Lin’s work engages with themes of gender, childhood, memory, and care. Combining image-making with experimental media, her projects often reflect on intimate and underrepresented narratives—particularly those surrounding female identity and domestic experience. She is also deeply interested in the silent power of visual language, often creating wordless books, fragmentary illustrations, and time-based media that speak to collective emotions through personal gesture.


ARTIST’S STATEMENT

My artistic practice began with drawing and painting as a primary mode of expression—intimate, immediate, and deeply connected to personal perception. Over time, I expanded into a range of media, exploring animation, installation, handmade books, and experimental image sequences. This period of interdisciplinary exploration allowed me to test the boundaries of visual storytelling and the ways images can speak beyond words, particularly on themes related to gender, memory, and silence.

In recent years, I have returned to painting and hand-based image-making, not as a retreat, but as a deepening. I now work across mixed materials—cotton paper, stitched surfaces, layered textures—seeking a tactile language that reflects the emotional complexity of my subjects. My process often grows out of everyday observation: drawing while walking, remembering, or simply noticing. These visual traces form a kind of autobiographical murmuring—personal yet porous, inviting collective reflection.

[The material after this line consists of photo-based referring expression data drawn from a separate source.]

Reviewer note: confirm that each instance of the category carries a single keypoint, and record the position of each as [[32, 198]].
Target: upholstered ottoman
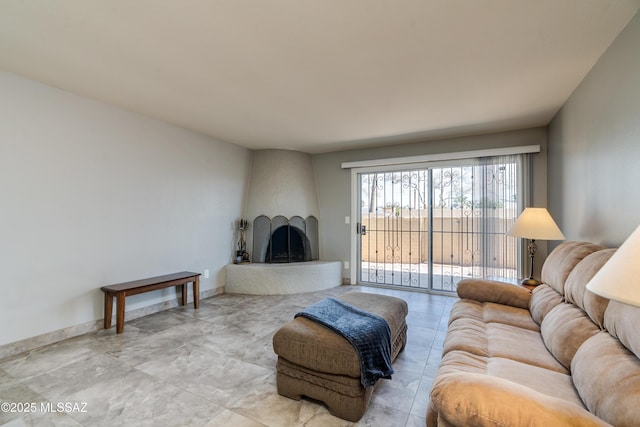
[[316, 362]]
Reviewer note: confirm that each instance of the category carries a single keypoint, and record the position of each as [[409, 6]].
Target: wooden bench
[[122, 290]]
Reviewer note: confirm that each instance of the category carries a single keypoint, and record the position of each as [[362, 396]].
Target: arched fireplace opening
[[282, 240], [287, 244]]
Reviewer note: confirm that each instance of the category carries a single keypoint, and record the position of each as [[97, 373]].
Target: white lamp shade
[[537, 224], [619, 278]]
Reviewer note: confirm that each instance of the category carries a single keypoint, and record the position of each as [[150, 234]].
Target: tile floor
[[208, 367]]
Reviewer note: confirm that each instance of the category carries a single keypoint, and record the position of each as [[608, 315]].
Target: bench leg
[[108, 310], [184, 289], [120, 297], [196, 292]]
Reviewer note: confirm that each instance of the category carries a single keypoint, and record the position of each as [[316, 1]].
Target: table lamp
[[618, 278], [535, 224]]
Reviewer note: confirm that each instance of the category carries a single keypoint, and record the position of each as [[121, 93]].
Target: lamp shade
[[536, 224], [618, 278]]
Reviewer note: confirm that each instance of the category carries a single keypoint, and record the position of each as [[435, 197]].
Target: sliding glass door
[[428, 227]]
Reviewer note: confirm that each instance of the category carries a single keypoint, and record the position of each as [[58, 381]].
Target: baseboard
[[52, 337]]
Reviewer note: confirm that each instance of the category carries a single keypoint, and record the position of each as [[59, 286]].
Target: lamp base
[[530, 281]]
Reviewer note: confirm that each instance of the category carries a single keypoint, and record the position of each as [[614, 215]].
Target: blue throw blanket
[[369, 334]]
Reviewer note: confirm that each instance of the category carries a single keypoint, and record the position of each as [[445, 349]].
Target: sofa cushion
[[622, 320], [493, 291], [575, 288], [543, 299], [607, 377], [562, 260], [476, 399], [489, 312], [565, 329], [497, 340], [554, 383]]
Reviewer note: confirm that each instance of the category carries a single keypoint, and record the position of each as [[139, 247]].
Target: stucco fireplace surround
[[283, 238]]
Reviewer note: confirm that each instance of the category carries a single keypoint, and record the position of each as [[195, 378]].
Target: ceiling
[[317, 75]]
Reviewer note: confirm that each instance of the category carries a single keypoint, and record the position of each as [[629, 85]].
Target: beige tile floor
[[213, 366]]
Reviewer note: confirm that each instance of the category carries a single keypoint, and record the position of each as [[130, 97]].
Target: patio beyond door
[[430, 227]]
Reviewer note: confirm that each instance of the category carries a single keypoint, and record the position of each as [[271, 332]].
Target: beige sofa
[[554, 357]]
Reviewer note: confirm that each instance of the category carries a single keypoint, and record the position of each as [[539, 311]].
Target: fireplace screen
[[282, 240]]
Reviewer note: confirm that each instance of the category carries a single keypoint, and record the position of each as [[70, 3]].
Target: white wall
[[594, 148], [94, 195]]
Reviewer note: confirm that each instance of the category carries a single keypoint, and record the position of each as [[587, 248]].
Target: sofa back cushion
[[564, 330], [543, 299], [562, 260], [575, 288]]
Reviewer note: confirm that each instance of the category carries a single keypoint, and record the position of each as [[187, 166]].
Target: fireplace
[[283, 240]]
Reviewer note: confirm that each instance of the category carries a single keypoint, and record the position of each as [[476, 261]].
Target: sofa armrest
[[493, 291], [464, 399]]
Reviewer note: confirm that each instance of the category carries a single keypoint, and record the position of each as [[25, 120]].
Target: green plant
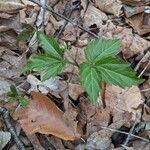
[[101, 65], [14, 96]]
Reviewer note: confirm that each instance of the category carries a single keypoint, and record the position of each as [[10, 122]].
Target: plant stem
[[72, 63]]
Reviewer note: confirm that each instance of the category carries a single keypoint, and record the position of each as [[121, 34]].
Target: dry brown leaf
[[122, 100], [136, 2], [94, 16], [130, 11], [43, 116], [109, 6], [146, 113], [137, 23], [131, 43], [10, 6], [75, 90], [141, 145], [70, 33]]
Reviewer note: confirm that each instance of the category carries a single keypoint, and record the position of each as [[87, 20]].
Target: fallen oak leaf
[[43, 116], [10, 6]]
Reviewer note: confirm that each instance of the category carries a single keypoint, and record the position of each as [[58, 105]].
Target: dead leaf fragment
[[123, 99], [10, 6], [109, 6], [4, 139], [45, 117], [137, 23], [94, 16], [75, 90], [136, 2]]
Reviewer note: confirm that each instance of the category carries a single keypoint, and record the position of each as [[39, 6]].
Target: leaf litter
[[69, 108]]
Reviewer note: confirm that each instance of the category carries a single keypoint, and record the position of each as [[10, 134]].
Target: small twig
[[144, 69], [145, 57], [115, 130], [6, 117], [131, 131], [67, 19], [70, 7]]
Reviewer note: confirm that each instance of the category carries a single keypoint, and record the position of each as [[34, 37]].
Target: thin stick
[[131, 131], [6, 117], [115, 130], [144, 69], [67, 19]]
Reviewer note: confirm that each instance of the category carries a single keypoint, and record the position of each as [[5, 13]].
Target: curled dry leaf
[[136, 2], [94, 16], [140, 23], [43, 116], [45, 86], [120, 99], [109, 6], [131, 43], [10, 6]]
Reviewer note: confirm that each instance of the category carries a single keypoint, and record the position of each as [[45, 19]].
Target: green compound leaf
[[90, 80], [47, 65], [26, 34], [100, 48], [50, 45], [117, 72], [23, 102]]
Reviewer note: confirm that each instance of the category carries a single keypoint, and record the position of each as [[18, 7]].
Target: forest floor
[[59, 115]]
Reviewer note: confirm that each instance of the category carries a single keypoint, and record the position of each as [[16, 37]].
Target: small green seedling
[[14, 96], [101, 65]]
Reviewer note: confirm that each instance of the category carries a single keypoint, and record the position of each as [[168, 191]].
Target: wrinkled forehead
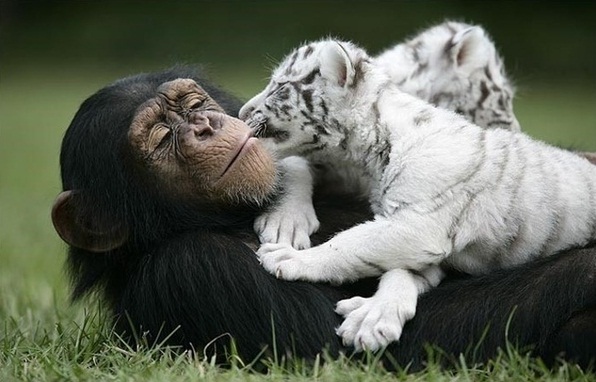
[[298, 62]]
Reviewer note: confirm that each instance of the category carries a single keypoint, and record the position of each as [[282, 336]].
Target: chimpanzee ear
[[336, 65], [90, 233], [469, 49]]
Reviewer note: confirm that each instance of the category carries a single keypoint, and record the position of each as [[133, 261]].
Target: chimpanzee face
[[184, 138]]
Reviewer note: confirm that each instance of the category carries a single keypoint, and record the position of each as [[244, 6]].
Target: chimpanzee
[[161, 186]]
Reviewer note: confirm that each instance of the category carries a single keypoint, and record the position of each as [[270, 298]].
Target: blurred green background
[[56, 53]]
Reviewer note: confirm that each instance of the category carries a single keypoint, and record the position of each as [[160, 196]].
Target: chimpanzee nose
[[205, 124], [245, 112]]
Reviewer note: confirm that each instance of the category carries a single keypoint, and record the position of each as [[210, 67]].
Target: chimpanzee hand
[[293, 220]]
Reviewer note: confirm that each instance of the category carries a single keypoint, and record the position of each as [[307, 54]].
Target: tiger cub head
[[297, 113], [455, 66]]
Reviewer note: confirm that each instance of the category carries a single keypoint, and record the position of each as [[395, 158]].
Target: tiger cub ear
[[336, 64], [470, 49]]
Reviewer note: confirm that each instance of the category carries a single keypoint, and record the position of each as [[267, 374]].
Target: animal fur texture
[[452, 65], [444, 191]]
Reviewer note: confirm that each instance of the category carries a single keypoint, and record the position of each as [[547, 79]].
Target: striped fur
[[444, 191], [455, 66]]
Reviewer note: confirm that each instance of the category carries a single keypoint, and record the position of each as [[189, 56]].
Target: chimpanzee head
[[155, 154]]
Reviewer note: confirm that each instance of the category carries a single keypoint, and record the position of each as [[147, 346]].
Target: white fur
[[447, 191], [420, 66]]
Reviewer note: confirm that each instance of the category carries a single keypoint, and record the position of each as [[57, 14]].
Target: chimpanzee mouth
[[258, 126], [243, 146]]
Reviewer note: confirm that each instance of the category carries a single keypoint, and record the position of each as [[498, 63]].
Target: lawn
[[44, 338]]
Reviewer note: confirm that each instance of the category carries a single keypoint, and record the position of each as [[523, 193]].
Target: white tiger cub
[[455, 66], [451, 65], [443, 189]]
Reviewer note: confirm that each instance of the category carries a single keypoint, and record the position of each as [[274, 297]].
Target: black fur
[[187, 270]]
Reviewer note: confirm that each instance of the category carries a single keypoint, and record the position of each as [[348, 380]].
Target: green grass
[[43, 338]]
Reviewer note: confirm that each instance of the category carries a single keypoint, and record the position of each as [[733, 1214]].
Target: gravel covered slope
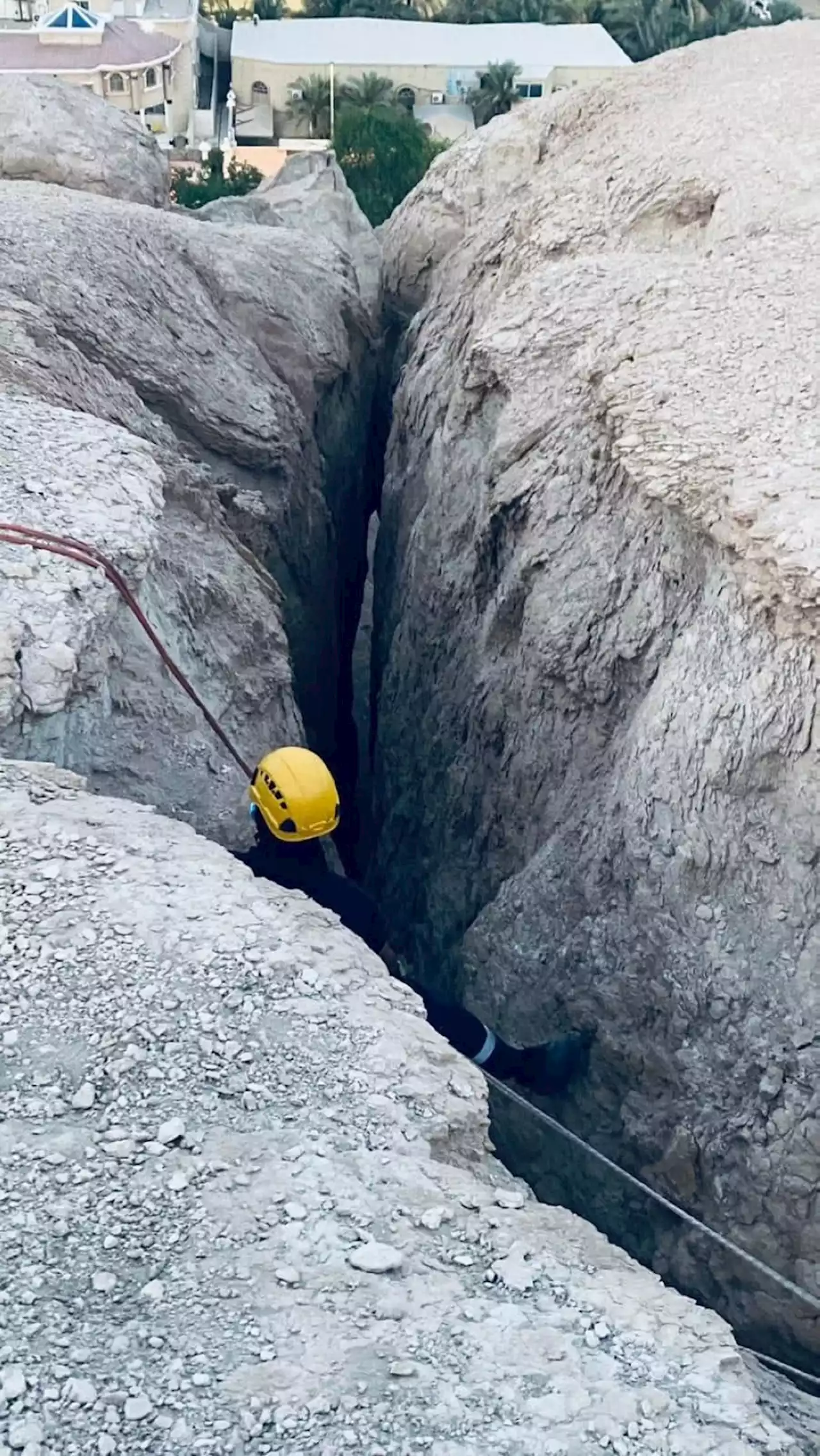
[[247, 1199]]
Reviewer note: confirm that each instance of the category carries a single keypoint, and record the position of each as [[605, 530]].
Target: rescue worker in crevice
[[295, 804]]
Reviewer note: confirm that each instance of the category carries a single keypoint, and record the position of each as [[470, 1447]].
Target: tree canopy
[[211, 181], [384, 153], [312, 109], [497, 92]]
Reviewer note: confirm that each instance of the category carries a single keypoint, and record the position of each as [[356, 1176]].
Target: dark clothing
[[304, 867]]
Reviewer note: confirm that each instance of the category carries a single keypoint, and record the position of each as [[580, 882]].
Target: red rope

My work continues to centre around the quiet terrain of female subjectivity, childhood sensibility, and domestic space. Whether in the form of a wordless book, a fragmentary sequence, or a painted surface, I aim to create spaces of resonance, where vulnerability and care become visible.

Art, for me, is a form of silent witnessing. I now embrace painting not as a singular return, but as a renewed commitment to slowness, touch, and the poetic density of visual language.